For Amazon, The Future Of Alexa Is About The End Of The Smartphone Era

With touch-screen devices like the Echo Show and Echo Spot, Amazon is trying to upend a decade of smartphones, notifications, and apps.

For Amazon, The Future Of Alexa Is About The End Of The Smartphone Era
The Echo Spot, which ships in December. [Photo: courtesy of Amazon]

Picture a hypothetical future in which Amazon’s Alexa renders your smartphone unnecessary.


You tap the “good morning” button on your bedside Echo Spot, and it displays the day’s forecast as the blinds open and the bedroom lights fade on. Downstairs, the Echo Show in the kitchen displays a reminder about your doctor’s appointment at noon, and alerts you to a single urgent email: You’ll have to join a conference call as soon as you get into the office.

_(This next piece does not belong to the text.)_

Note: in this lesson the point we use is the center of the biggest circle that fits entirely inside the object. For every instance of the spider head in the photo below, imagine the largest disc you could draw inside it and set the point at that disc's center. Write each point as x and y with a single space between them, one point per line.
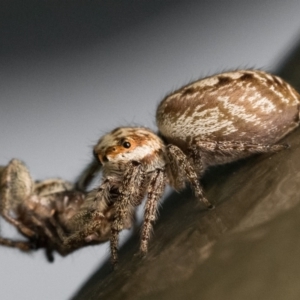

In the car, you press the “commute” button on the Alexa-enabled dashboard, which queues up your favorite music while steering you around a traffic jam, and after work, Alexa relays another reminder to your car, telling you to grab milk on the way back. At home, you swipe through a list of restaurants on the Echo Show to make a reservation for the weekend, check in on your folks via video chat, and finally sit down to relax. With one more button press, the next episode of your favorite show starts playing on the Fire TV in the living room.

Far-fetched as it seems, this is the kind of scenario Amazon wants to create as its Alexa assistant migrates from smart speakers to touch screens. Instead of making users wade through a sea of apps to get things done, the goal is to create a new kind of computing that’s simpler and less distracting. And while voice will be the foundation, there may be plenty of times where you use Alexa without speaking at all.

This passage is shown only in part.